Its distinctive features are therefore threefold. First, TraceFormat makes the Thought–Action–Observation structure explicit while preserving causal dependencies under compression. Second, the multi-agent architecture separates structuring, per-case diagnosis, and cross-case reporting into distinct computational roles. Third, ReportEval evaluates reports directly in terms aligned with practitioner needs rather than treating reports as incidental by-products. The appendix comparison described in the paper further attributes to TraceSIR native, systematic support for TAO-based trace modeling, structured trace abstraction preserving causal dependencies, cross-case aggregation with statistics, fine-grained per-case diagnostics, explicit linkage from report claims to trace evidence, generation of SFT samples, and robust performance with weaker backbones.
In practical terms, TraceSIR requires traces in or convertible to OpenAI messages format, an LLM API such as GLM-5 or Claude-4.6, and optionally task, gold_score, and gold_judge fields for richer analysis. Its immediate significance is not that it replaces benchmark evaluation, but that it converts messy execution logs into structured, evidence-grounded analyses at both the single-run and multi-run levels.
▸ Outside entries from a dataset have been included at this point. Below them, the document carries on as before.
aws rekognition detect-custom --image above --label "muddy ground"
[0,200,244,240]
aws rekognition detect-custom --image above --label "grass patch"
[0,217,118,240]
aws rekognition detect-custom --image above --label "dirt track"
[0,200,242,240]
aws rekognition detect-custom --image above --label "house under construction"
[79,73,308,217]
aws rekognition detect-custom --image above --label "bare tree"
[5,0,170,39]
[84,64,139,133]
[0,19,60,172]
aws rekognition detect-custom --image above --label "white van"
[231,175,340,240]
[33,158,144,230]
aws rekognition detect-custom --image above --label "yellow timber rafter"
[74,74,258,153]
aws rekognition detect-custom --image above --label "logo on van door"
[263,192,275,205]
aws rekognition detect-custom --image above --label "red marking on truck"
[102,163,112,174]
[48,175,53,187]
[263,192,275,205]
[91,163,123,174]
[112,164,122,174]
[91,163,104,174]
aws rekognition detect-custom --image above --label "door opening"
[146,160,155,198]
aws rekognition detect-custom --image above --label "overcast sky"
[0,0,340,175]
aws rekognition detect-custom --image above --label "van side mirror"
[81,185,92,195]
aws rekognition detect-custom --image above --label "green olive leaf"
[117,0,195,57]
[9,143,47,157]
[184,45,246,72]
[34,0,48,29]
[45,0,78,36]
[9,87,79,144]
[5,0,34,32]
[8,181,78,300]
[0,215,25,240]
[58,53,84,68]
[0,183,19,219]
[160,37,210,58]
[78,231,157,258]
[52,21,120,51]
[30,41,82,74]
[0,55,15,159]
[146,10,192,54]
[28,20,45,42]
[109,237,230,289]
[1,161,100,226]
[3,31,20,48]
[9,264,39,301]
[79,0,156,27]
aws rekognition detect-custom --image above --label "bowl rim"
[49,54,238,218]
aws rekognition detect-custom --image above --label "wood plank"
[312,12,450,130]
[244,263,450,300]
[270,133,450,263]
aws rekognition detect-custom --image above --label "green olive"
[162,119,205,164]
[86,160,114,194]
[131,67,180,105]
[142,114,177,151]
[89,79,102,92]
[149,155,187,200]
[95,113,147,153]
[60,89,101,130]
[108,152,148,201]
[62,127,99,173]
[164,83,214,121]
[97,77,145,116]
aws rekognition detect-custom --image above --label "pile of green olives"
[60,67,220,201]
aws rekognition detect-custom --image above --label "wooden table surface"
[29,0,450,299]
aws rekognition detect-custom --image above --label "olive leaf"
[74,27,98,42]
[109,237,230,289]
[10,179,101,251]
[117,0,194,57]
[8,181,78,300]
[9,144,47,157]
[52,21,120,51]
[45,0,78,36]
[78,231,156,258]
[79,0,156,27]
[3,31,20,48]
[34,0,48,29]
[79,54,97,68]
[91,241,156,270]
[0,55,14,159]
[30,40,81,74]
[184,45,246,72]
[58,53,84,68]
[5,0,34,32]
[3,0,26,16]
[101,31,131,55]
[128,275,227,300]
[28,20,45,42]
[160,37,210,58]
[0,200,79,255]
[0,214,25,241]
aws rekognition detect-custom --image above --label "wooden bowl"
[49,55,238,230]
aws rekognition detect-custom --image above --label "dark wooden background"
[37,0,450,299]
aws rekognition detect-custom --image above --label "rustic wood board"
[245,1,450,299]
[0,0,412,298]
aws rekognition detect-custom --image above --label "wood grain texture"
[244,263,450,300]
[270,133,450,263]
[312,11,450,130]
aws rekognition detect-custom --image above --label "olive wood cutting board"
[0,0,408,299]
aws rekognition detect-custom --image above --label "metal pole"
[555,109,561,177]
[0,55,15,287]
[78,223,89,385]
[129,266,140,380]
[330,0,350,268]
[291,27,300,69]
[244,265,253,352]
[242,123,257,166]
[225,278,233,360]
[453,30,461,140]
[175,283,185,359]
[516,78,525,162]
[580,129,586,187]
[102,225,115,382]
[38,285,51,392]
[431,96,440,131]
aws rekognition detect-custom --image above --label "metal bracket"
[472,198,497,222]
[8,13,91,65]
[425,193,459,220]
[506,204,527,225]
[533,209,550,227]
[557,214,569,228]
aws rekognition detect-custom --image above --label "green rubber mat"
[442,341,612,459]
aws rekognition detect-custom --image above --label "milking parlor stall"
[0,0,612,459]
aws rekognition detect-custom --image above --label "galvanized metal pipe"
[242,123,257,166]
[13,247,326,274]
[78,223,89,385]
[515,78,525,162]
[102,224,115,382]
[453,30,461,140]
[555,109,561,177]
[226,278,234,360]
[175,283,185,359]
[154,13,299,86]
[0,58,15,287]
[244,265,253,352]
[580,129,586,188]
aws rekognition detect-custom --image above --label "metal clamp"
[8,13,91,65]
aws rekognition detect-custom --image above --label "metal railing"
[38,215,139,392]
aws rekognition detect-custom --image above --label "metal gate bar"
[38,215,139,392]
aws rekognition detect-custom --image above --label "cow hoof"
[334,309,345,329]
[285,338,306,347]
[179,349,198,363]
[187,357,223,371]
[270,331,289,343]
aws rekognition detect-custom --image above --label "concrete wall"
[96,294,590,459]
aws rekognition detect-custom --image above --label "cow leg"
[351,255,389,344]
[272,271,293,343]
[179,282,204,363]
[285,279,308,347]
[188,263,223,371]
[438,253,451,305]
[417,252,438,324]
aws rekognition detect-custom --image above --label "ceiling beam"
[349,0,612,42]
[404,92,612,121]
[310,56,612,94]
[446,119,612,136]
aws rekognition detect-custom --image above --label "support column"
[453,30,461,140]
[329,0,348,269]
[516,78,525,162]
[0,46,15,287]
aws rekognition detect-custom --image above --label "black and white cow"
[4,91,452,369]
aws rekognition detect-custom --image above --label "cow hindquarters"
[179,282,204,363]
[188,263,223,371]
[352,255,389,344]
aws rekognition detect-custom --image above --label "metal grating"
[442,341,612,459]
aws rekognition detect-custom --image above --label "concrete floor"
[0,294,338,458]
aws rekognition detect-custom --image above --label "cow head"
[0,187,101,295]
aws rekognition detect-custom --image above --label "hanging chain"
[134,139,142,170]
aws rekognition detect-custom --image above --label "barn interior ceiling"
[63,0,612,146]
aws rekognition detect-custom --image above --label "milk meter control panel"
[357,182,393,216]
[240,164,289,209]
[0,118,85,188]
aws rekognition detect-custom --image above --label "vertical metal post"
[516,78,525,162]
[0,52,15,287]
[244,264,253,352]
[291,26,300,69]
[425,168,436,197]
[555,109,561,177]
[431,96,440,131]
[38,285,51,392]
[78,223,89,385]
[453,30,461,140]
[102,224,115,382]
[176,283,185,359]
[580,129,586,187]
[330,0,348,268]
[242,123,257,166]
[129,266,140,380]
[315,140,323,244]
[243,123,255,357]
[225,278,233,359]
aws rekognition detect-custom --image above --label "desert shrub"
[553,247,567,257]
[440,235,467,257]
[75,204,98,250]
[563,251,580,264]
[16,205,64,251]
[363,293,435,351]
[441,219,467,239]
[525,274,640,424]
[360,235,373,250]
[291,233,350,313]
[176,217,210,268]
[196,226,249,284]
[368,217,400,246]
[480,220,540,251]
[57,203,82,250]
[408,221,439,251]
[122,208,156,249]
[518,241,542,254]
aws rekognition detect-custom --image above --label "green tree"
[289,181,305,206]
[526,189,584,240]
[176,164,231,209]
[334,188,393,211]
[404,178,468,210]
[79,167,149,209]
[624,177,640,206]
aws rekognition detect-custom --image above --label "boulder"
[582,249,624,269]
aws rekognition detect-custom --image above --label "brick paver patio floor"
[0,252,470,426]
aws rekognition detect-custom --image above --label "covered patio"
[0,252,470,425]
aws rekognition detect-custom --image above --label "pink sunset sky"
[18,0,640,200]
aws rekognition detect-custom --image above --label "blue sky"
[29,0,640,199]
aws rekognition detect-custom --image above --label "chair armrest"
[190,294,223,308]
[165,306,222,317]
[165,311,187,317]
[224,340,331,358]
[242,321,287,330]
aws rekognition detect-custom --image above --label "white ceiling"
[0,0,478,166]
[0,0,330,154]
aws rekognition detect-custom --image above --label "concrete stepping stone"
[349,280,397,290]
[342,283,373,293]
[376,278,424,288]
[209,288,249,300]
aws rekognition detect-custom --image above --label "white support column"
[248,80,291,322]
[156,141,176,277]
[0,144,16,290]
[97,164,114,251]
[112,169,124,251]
The future directions suggested by the paper—more structured or symbolic trace representations beyond TAO, hierarchical aggregation, automated remediation, and tighter integration into training and monitoring pipelines through SFT data or RL signals—indicate that TraceSIR is best understood as a framework for operational diagnosis of agentic behavior rather than as a single summarization technique.